In 2014, Scotland became the first country to set a national target to reduce the number of children exposed to SHS in the home, from 12% to 6% by 2020 [14]. The announcement of this target was supported by the launch of a national mass media campaign “Right Outside” which aimed to increase awareness about the importance of a smokefree home to reduce children’s SHS exposure.
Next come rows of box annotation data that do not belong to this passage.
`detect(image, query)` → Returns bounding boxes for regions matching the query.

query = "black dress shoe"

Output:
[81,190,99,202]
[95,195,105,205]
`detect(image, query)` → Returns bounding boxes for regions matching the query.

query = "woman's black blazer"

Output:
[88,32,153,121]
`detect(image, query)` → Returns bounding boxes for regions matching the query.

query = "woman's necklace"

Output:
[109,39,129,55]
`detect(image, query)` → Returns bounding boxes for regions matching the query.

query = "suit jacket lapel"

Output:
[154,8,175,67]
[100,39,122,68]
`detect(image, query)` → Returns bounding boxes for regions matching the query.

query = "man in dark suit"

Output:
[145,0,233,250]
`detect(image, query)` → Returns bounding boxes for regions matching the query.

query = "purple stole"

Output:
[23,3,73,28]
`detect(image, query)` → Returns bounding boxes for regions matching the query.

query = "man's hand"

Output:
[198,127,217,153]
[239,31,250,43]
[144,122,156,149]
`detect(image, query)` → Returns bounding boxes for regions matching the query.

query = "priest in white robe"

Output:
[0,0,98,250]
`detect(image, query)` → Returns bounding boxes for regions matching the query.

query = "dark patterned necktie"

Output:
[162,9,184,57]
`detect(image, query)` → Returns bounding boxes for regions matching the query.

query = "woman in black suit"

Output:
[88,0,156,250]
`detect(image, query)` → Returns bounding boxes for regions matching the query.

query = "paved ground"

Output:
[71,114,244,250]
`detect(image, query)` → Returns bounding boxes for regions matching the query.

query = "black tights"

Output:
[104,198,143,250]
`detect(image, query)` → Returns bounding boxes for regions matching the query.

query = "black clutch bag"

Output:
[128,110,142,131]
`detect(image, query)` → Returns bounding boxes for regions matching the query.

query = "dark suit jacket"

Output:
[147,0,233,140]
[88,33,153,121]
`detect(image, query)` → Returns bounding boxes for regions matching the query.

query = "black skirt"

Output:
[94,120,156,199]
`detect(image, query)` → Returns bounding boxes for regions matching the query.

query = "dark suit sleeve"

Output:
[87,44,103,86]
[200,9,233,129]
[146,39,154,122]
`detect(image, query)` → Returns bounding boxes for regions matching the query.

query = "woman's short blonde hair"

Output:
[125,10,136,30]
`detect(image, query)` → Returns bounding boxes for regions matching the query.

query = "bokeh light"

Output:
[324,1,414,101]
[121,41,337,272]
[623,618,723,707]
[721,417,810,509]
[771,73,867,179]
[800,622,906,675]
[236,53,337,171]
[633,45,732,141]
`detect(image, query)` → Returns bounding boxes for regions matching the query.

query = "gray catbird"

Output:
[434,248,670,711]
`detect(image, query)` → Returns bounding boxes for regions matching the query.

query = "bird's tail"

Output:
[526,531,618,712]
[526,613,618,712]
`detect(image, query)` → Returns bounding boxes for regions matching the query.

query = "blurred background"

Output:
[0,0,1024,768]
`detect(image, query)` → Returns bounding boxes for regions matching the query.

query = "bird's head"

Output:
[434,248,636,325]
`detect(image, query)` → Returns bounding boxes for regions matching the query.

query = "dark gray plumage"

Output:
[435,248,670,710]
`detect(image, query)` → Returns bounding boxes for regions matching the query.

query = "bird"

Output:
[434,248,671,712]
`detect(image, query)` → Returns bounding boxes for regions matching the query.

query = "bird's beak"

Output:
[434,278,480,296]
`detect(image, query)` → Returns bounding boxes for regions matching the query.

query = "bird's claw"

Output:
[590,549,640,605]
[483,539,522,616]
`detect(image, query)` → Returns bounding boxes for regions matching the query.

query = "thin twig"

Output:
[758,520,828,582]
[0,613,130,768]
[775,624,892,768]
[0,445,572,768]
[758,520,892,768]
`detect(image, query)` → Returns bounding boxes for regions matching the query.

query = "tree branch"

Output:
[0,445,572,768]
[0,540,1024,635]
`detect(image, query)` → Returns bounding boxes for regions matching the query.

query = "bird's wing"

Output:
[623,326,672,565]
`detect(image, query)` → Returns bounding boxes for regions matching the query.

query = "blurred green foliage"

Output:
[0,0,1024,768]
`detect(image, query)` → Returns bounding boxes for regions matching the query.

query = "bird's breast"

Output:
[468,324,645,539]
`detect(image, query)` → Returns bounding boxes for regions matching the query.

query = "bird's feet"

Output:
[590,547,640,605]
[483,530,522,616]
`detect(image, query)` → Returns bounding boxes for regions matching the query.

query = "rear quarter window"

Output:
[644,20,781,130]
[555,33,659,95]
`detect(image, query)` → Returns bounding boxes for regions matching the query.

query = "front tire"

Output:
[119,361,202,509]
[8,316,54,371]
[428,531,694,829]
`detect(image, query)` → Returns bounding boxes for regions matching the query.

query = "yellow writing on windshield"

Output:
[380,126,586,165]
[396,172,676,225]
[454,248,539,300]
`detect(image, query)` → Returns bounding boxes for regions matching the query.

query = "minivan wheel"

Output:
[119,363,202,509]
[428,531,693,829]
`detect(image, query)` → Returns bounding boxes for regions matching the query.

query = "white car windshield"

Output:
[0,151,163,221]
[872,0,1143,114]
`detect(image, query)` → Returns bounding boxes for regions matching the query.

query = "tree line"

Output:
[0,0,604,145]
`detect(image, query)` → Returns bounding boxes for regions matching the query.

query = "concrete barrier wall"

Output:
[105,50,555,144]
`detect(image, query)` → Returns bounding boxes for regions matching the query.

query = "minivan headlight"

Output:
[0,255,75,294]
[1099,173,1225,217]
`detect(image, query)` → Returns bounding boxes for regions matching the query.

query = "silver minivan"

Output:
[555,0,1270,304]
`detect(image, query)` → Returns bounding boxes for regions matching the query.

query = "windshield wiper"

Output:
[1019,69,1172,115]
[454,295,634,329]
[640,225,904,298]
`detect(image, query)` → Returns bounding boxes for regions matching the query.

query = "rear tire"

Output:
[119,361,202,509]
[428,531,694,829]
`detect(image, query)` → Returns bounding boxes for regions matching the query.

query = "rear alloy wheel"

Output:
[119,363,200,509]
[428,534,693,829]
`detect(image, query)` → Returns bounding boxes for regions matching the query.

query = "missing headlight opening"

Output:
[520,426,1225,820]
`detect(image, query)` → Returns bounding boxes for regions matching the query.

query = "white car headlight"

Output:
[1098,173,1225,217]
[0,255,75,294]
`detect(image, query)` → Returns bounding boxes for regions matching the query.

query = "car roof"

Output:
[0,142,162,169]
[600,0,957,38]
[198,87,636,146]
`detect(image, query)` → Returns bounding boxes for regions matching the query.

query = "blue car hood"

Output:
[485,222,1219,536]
Mass media campaigns, when designed appropriately, can be effective as part of tobacco control programmes [15]. For example, smoking cessation mass media campaigns have increased awareness of the harms of smoking, changed smoking attitudes and norms, increased quitting intentions and quit attempts, and reduced adult smoking prevalence [16,17]. SHS mass media campaigns have not been evaluated as extensively or as comprehensively as those on cessation [18]. However, an international review of more than 30 SHS mass media campaigns suggested that the more successful campaigns used television, relied on “testimonials” or personal stories, focused on the health impact of SHS on children, and elicited negative emotions while not demeaning smokers [18], and a recent UK study indicated a tentative and temporary effect of secondhand smoke campaigns on smokefree homes [19]. TV advertisements containing graphic health harm messages were also found to be the most effective in increasing motivation for creating smokefree homes in male smokers and non-smokers in China, India, and Russia [20].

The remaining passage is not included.